Effects of cytochrome b(5) (b(5)) on catalytic activities of human cytochrome P450 (CYP) 3A5, CYP3A4, and CYP3A7 coexpressed with human NADPH-cytochrome P450 reductase in Escherichia coli membranes were investigated using 14 substrates. The activities of CYP3A5 were enhanced by addition of b(5) in approximately one third of the substrates employed in this study. Such enhancement by b(5) was roughly similar to that of CYP3A4, while the activities of CYP3A7 were not enhanced by b(5) with any substrates employed. V(max) values for midazolam 1'-hydroxylation and amitriptyline N-demethylation by CYP3A5 were increased about twice by addition of b(5), which was also seen with CYP3A4, although the extent of the effects of b(5) on S(50) (K(m)) and Hill coefficient differed dependent on substrates used. In contrast, b(5) did not alter any of these kinetic parameters of CYP3A7. The effects of b(5) on kinetic parameters of CYP3A5 were similar to those of CYP3A4 but not CYP3A7. These results suggest that roles of b(5) in drug oxidation activities of CYP3A5 and CYP3A4 are different from those of CYP3A7.
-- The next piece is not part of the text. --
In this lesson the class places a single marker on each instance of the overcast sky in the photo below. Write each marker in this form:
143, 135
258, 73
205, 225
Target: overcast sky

利用14种底物研究了细胞色素b(5)(b(5))对与人NADPH-细胞色素P450还原酶共表达于大肠杆菌膜中的人细胞色素P450(CYP)3A5、CYP3A4和CYP3A7催化活性的影响。在本研究使用的大约三分之一的底物中,添加b(5)可增强CYP3A5的活性。b(5)的这种增强作用与CYP3A4大致相似,而使用任何底物时,b(5)均未增强CYP3A7的活性。添加b(5)后,CYP3A5对咪达唑仑1'-羟基化和阿米替林N-去甲基化的V(max)值增加了约两倍,CYP3A4也出现这种情况,尽管b(5)对S(50)(K(m))和希尔系数的影响程度因所用底物而异。相比之下,b(5)并未改变CYP3A7的任何这些动力学参数。b(5)对CYP3A5动力学参数的影响与CYP3A4相似,但与CYP3A7不同。这些结果表明,b(5)在CYP3A5和CYP3A4的药物氧化活性中的作用与CYP3A7不同。